Here is the problem I have with the idea of a "fallen world” [a “fallen humanity”]; it does not express the reality God, it can't. It can only express evil. In that, the reality of evil, because it is evil, can not express the reality of God. If the world is fallen, then the 15yr old I saw give her food to a homeless man did it for some other reason than to share her food with someone in need. if the world is fallen, then the 90yr old women taking in aids babies is doing it for more than the love of the child and the care of those in need. If the world is fallen, we must have an alternative reason, or desire, for helping people other than helping people. If the world is fallen, God can not be in the world, because [as traditional theology teaches] God can not be in the fallen/evil.

If we live in a fallen world, and we are never “outside” that world, "redemption" can only truly happen after this world - and with that thought, "the kingdom of God" can not be "here and now" - and I believe that the kingdom of God is here and now. When we think of a "fallen world" we can not express the salvation offered in Christ, because we always turn back to the fall and not the resurrection. We are stuck in the words and reality of “the fallen” and are unable to speak the words of salvation. I can not live in the fall, it is too negative, and I need to life in the resurrection, the light of Christ; and it is a place where [as Paul puts it] I “moved out from.”

When ever I hear terms like "original sin," “fallen humanity” and "the fallen world" it is seldom accompanied with the idea that salvation is here, now - but that it comes at another time. No matter the statements, when we start with the fall we never pick ourselves up, we are “always fallen.” We always see the worse in people and we never see the possibility that Christianity can truly change a life. When we center our theology on “the fallen world” we find the drug addicts, the prostitutes, the criminal, and the “ugly” and we never see in them the possibility of salvation. We seek to punish those who do wrong, and justify that punishment via law, and we never see the power and love of grace. We do not move forward in Christ, because we use the excuse of being a fallen people to hold us back. We think in terms of what we can not do, because of the fall, and not on what we can do because of the resurrection.

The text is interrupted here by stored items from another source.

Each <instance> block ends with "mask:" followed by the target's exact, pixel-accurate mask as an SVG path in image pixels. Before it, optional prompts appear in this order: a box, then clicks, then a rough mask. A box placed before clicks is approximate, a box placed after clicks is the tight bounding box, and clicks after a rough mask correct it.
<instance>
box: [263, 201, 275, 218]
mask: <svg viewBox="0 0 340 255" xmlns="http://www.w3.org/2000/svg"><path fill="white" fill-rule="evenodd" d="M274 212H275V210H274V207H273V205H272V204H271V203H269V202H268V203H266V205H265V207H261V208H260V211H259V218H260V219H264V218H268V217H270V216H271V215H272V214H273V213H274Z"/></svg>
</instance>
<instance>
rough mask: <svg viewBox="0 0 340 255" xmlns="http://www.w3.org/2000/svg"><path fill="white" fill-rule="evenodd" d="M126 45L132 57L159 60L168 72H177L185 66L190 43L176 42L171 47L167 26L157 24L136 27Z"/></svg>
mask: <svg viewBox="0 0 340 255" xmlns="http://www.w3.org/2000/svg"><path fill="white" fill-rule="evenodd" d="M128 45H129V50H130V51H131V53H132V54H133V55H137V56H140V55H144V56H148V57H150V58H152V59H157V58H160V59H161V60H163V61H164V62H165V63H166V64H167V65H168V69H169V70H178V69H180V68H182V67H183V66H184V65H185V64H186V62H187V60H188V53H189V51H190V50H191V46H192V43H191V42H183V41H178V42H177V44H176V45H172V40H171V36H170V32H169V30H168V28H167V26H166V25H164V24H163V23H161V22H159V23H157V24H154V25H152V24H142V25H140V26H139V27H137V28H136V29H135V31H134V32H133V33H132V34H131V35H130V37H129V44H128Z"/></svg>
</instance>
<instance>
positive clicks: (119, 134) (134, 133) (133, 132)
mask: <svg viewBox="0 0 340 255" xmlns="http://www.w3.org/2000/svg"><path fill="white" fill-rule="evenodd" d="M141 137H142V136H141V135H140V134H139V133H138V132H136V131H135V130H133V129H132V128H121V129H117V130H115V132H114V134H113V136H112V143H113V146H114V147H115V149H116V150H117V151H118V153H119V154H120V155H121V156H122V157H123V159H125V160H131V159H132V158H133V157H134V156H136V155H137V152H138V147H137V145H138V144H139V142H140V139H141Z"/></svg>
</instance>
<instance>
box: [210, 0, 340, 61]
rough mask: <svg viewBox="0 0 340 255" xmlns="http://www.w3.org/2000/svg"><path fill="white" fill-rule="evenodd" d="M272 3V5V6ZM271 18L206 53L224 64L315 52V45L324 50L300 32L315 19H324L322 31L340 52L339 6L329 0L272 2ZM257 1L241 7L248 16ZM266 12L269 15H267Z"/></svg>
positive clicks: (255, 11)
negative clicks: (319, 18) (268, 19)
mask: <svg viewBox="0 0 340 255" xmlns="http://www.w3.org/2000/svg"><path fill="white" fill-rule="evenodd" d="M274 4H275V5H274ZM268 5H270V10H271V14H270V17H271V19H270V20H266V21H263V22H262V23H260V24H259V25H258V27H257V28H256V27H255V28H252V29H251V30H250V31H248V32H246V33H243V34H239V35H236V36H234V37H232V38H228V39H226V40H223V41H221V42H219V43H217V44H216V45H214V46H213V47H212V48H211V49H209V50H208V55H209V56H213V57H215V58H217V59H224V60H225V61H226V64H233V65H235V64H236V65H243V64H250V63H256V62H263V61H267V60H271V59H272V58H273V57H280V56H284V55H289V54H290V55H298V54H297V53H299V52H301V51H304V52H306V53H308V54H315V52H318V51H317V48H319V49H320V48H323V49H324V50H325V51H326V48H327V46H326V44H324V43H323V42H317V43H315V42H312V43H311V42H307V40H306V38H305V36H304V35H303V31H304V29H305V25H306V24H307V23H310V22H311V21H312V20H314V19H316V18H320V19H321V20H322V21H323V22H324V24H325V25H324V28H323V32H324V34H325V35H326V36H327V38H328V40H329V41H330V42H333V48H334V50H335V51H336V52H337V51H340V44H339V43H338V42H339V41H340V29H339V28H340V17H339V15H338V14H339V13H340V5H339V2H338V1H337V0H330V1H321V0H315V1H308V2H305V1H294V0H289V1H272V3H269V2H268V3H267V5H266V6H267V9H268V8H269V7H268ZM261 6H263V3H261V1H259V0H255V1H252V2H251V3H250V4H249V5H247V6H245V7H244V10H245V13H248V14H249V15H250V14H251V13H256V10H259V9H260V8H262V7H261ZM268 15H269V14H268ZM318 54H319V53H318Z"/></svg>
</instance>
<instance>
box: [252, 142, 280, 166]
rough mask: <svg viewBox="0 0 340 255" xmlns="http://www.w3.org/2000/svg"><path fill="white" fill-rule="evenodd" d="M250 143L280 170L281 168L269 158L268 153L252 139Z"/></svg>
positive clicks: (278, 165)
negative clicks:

I firmly believe we need to get past this idea of a "fallen world" and move to the idea that we are a people living in a new land, a land of Christ. I see it all the time in talking with those who have "come from church." When questioned as to why the church hurts its own, we are told that we do not move forward in out faith, because we are fallen; people in church treat you poorly, because we are fallen; people in the church talk and gossip, because we are fallen - yet, all those are not what we are told to be in scripture. When I hear "we are fallen" from church people, I wonder if they truly understand the Christian walk. Yet, in that the misguided theology of the fall, we forget that as a believer in Christ, we are made new, and in that we must act anew – not fallen, but resurrected.